Una vez, aburrido en The Green Train, descubrió después de haberlo visto alrededor de un millar de veces, un viejo aparato de radio, un Freshman de finales de los años veinte.
Conéctalo, Ray.
No funciona desde hace cien años.
Maldita sea, podrías intentarlo.
Tenía la extraña ocurrencia de que, si alguien era capaz de hacerlo funcionar, por sus altavoces recubiertos de tela de un verde deslucido surgirían las voces y las canciones de mil novecientos veintitantos, las risas idiotas de las flappers, las voces y los ruidos de aquella efímera ilusión de felicidad.
Vamos, Ray, ten un poco de imaginación.
Pero éste no alzaba la vista del libro, absorto en historias de hacía más de mil años (Homero, Sófocles, Lucrecio…).
La galería X., en la X con la X.: anota la adolescente. ¿Qué habrá mirado? ¿Llegó a visitar esa exposición o lo que fuere? 1951.
15 años. ¿Qué quiere? Ver.
Arrancada la hoja cuadriculada de su diario colegial: Campos de concentración silenciosos bajo la bruma, el exterminio calculado. La desaparición tecnificada, en fila de a dos al vacío. Leyó…
No tiene ni una pizca de maldita. Al contrario, quiere vivir, culminarse en todo, saberlo todo, serlo todo… La vida tendría que ser eterna, sólo así descubriríamos su sentido.

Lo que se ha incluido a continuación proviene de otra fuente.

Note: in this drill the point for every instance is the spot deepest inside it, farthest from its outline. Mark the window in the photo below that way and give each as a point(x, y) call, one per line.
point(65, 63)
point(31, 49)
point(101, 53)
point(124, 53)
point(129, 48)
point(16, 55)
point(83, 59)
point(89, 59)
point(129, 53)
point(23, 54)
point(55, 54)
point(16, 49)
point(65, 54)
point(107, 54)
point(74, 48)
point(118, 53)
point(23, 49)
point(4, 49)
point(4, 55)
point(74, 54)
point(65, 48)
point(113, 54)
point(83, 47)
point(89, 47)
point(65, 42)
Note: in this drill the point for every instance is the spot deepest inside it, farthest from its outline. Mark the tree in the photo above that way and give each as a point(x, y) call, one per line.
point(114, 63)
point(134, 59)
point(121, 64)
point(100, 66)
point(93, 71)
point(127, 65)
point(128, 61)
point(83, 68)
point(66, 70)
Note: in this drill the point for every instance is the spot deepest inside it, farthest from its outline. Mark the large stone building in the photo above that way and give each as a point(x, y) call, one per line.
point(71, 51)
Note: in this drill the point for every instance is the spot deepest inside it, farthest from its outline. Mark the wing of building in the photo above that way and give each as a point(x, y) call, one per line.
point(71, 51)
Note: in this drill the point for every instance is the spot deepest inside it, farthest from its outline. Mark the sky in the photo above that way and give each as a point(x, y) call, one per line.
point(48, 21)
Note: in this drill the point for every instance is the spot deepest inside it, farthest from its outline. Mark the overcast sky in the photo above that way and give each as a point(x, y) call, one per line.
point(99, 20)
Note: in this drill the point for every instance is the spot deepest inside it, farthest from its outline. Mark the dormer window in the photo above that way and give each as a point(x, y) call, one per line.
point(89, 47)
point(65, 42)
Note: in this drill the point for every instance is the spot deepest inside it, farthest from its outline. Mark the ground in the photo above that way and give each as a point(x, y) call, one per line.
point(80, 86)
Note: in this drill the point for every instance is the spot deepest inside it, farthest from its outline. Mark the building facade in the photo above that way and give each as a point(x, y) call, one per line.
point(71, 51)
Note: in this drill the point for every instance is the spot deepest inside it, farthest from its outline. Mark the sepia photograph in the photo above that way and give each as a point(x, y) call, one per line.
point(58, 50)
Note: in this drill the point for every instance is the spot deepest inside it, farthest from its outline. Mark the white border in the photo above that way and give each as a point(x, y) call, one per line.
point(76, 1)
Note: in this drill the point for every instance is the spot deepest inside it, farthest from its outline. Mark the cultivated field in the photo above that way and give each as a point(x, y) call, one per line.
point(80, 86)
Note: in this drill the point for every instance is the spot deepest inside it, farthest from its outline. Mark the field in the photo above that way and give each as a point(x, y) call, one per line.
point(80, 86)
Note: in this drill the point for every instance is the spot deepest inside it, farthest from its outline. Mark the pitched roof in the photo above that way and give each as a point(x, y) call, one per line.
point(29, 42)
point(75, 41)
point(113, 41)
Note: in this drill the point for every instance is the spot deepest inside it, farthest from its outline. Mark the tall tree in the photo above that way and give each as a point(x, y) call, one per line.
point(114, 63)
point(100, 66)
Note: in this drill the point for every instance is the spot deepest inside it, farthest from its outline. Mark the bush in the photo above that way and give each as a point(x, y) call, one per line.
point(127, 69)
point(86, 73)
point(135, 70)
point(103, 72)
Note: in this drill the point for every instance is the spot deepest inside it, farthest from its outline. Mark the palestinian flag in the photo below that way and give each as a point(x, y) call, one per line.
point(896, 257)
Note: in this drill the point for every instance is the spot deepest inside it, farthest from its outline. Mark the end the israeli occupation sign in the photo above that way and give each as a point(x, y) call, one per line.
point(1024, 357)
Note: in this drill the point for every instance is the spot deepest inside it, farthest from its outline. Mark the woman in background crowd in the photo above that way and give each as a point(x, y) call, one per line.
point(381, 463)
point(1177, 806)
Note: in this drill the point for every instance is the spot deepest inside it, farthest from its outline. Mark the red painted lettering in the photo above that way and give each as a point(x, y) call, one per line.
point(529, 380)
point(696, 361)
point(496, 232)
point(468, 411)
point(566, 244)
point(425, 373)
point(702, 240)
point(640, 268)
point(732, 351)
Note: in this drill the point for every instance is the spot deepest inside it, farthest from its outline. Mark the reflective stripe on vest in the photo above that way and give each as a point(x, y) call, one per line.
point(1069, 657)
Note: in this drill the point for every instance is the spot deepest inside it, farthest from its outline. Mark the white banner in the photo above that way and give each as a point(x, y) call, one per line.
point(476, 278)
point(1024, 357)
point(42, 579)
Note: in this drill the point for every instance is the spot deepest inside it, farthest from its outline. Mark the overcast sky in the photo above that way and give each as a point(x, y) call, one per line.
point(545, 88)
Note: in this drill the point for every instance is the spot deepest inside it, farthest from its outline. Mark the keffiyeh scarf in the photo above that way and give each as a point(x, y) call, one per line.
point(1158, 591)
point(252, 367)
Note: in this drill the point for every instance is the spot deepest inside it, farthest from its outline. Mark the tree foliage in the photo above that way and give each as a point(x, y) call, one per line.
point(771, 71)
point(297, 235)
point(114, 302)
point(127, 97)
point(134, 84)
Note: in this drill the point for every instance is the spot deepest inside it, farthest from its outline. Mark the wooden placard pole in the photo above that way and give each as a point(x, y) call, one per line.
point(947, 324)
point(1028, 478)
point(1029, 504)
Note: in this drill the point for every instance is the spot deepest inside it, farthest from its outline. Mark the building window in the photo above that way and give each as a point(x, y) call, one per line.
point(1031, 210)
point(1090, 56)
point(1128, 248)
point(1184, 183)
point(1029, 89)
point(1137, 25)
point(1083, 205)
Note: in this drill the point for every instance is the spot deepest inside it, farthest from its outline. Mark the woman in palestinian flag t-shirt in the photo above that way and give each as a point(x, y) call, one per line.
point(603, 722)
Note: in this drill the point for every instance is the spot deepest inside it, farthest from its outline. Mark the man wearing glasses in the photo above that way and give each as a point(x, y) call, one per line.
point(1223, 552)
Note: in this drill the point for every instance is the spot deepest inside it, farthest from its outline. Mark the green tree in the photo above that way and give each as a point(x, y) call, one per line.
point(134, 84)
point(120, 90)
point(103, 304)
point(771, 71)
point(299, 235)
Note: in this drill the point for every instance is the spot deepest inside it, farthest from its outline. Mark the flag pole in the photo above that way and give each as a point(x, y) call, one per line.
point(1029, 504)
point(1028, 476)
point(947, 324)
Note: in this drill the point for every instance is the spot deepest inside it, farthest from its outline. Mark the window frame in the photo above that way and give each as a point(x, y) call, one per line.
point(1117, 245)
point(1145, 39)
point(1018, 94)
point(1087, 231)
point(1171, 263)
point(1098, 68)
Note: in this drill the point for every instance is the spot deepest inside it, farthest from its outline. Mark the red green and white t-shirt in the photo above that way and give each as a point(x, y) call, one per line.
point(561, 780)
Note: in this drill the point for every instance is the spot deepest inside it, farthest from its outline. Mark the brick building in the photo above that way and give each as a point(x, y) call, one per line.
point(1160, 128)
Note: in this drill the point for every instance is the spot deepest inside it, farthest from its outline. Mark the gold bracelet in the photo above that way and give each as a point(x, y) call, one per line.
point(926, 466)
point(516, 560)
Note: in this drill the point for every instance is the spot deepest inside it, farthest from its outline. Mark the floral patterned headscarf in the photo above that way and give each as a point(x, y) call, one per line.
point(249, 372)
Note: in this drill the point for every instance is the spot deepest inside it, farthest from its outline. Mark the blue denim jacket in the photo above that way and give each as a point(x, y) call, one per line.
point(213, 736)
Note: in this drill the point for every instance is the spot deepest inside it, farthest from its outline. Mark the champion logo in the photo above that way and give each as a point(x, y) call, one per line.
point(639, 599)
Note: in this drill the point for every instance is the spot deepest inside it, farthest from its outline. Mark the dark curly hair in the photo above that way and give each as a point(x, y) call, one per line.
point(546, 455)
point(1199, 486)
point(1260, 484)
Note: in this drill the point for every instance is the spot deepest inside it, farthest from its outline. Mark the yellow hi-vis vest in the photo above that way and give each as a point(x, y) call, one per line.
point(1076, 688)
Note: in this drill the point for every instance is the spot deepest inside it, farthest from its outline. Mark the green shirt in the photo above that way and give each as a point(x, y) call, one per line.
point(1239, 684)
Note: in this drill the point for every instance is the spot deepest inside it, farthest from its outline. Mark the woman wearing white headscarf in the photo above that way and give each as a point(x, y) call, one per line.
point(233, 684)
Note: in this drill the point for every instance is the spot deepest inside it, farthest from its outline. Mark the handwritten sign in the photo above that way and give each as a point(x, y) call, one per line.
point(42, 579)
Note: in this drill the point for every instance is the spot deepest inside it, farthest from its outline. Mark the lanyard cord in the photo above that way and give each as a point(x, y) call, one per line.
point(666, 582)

El año recién empezado. Sábado. Luminoso y azul. El aire limpio y festivo en este lugar donde la espera, rodeado por la tiesura elegante de Broadway con la 38, imaginando diálogos, escorzos de su cuerpo magnífico donde nada de su asesino puede ser entrevisto o imaginado.
Son dos capricornio de principios de enero, a efectos solamente de identificación adicional, anecdótica.
-Feliz cumpleaños –le dice al verla entrar en la habitación. Ha dormido mal. Su rostro refleja incertidumbre y miedo, una sosegada devastación. Debido al tratamiento la frente se ha alargado, se ha echado para atrás el cabello frágil, quebradizo. A veces, coqueta, se anuda una cinta de colores vivos a la frente. Todavía se gusta, y hay mucho de respeto a los demás en esa apetencia de agradar. Le mira sin decir nada. Examina el vaso de leche en la mano de él, y luego aparta la vista y la lleva hacia delante con un gesto de desaliento. Él comprende que ha sido un error, pero el paquete azul con el lazo dorado descansa en un ángulo sobre la mesa de la cocina, se revela impúdico sobresaliente en la fría luz de la mañana invernal y fría.
[Escribe de nuevo]:
Comprueba que de nuevo ella desvía la vista. Hacia la ventana: el horror del mundo de afuera, porque… tal vez aquí dentro, en esta (a pesar de todo) calidez marina y blanca el tiempo se detenga, y nada muera, que todo sólo sea, todo sólo esté vivo… sin conciencia. El camisón de liviano tejido, corto y amarillo, casi una minifalda, se entreabre un poco, la abertura deja asomar parte de los muslos, la piel morena y tentadora, y está la cabellera limpia y brillante, en magnífico desorden.